If “engagement” is something that unfolds over time, and involves a number of intervening moments that cumulate into something like influence – it doesn’t fit neatly into existing measurement models that test specific theories of persuasion, attitude change, or whatever the “user” wants out of engagement. But just because measurement is hard doesn’t mean we shouldn’t think clearly about how acts serve the strategic ends of public diplomacy.

Wallin offers one route to evaluation – whether or not an act, an event, or the content of a message involved with a public diplomacy program was “engaging.” This is actually a testable proposition. For example, the Elaboration Likelihood Model offers a dual-process concept of persuasion, by examining “central” and “peripheral” routes to persuasion. The key term is “elaboration” or the “systemic thinking about” a topic or issue. How audiences to public diplomacy attend to a topic or key argument is something that can be measured.

Yet understandably, public diplomacy policy-makers and practitioners are not often versed in theories of influence. I don’t think that’s a huge problem. What is a bigger problem is that the term “engagement” conceals two visions for influence that are somewhat conflated. Engagement apparently can mean both acts of persuasion and acts of relation-building. If policy-makers and critics are concerned about making sure public diplomacy is guided by strategic purpose – that it
serves some policy-end in a way that makes it open to post hoc evaluation – then we need a firmer definition of engagement.

Current ambiguity highlights a more pervasive tension in the strategic mandate for public diplomacy. Persuasion and relation-building are often at cross-purposes, yet there is a tacit understanding that the purpose of public diplomacy is ultimately to shape the attitudes, dispositions, and indeed behaviors of target publics. For a good survey of the arguments about persuasion and the broader family of influence concepts that operate within public diplomacy, see Ali Fisher’s "Looking for the Man in the Mirror" essay. Suffice to say, engagement as a public diplomacy term provides both an open-ended license for definition and a shifting warrant for making claims about influence.

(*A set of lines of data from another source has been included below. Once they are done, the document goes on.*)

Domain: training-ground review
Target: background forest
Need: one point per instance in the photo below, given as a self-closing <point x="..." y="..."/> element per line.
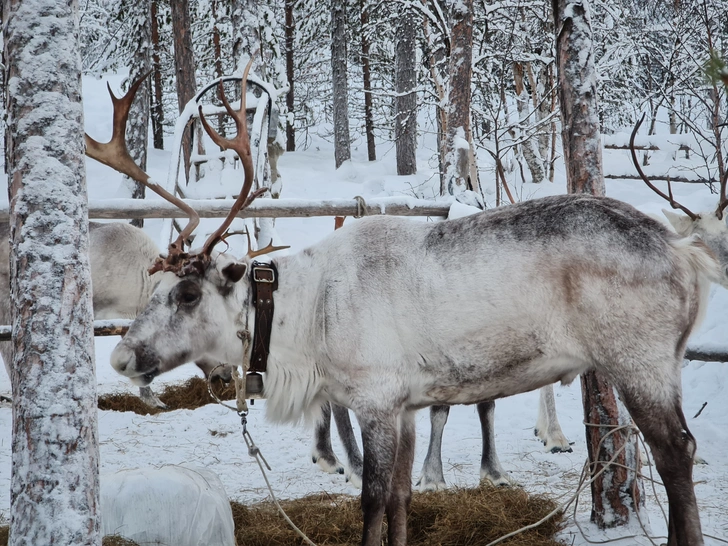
<point x="650" y="58"/>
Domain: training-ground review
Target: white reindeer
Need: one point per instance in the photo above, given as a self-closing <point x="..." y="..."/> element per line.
<point x="119" y="255"/>
<point x="378" y="318"/>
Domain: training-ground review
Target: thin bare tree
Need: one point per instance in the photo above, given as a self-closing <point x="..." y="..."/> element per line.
<point x="609" y="434"/>
<point x="342" y="145"/>
<point x="458" y="157"/>
<point x="137" y="130"/>
<point x="405" y="97"/>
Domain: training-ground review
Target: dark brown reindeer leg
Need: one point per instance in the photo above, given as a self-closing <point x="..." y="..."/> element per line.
<point x="322" y="453"/>
<point x="431" y="476"/>
<point x="401" y="494"/>
<point x="490" y="467"/>
<point x="348" y="439"/>
<point x="380" y="438"/>
<point x="660" y="418"/>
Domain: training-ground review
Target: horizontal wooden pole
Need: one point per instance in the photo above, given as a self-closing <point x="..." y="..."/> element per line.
<point x="706" y="356"/>
<point x="117" y="327"/>
<point x="109" y="209"/>
<point x="659" y="177"/>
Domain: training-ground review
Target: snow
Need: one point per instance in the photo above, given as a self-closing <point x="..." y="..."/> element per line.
<point x="210" y="437"/>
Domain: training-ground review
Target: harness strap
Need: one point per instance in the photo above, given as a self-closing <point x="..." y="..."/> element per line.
<point x="264" y="281"/>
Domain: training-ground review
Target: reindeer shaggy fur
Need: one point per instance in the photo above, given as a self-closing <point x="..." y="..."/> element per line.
<point x="120" y="255"/>
<point x="386" y="316"/>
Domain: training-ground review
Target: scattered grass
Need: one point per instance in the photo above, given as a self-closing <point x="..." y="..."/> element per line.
<point x="191" y="394"/>
<point x="466" y="517"/>
<point x="462" y="517"/>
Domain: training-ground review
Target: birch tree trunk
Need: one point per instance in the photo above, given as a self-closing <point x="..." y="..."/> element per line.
<point x="457" y="153"/>
<point x="290" y="104"/>
<point x="529" y="146"/>
<point x="342" y="147"/>
<point x="617" y="491"/>
<point x="157" y="108"/>
<point x="405" y="98"/>
<point x="54" y="488"/>
<point x="367" y="81"/>
<point x="137" y="130"/>
<point x="184" y="65"/>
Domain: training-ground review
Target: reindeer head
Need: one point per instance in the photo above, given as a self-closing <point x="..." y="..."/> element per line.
<point x="188" y="316"/>
<point x="709" y="226"/>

I think this tension is readily apparent in efforts to use social media for public diplomacy. Case in point – how does the use of Facebook or Twitter constitute engagement? Does the larger base of people who “Like” an embassy page indicate a successful campaign of engagement? Or, does it reflect a productive use of advertising techniques to recruit “likes,” while not necessarily providing the implied more meaningful connections that social networks can sustain? When an ambassador uses Twitter, does this constitute a robust effort to sustain dialogue with publics, or, does it represent a kind of performance that humanizes the chief of mission? I’m not suggesting one is better than the other. What I am saying is that there a few clear parameters for what constitutes “engagement.” In my research on U.S. digital public diplomacy, I have heard a lot of critiques about what is being done from a practical standpoint, but not so much on the
bigger question of “why.” What does this mean for practitioners?

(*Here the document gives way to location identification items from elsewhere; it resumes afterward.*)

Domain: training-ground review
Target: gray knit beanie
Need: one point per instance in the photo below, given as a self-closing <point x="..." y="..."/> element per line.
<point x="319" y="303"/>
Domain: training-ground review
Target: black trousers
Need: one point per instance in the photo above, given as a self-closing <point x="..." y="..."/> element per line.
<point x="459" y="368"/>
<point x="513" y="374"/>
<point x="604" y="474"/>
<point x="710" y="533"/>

For starters, it makes it harder to design the kind of formative research needed to plan an effective public diplomacy program that takes into account both the contextual factors and the strategic needs that the program will serve. The conceptual ambiguity also makes it difficult to pin down how and when a program can be deemed effective in post hoc evaluation.

While I readily acknowledge that measurement and evaluation imperatives can ultimately distort the practice of public diplomacy or even conceal the less democratic forms of communication involved in public diplomacy outreach, I think it’s also important to acknowledge that the ambiguity of a term like “engagement” makes it potentially about everything – all the touch-points, communications, and connections that are involved in public diplomacy. I don’t think this helps practitioners, policy-makers, or commentators. Instead, it perpetuates jargon, and elides more persistent questions about both the purpose and the operative theories that underscore efforts to reach foreign publics.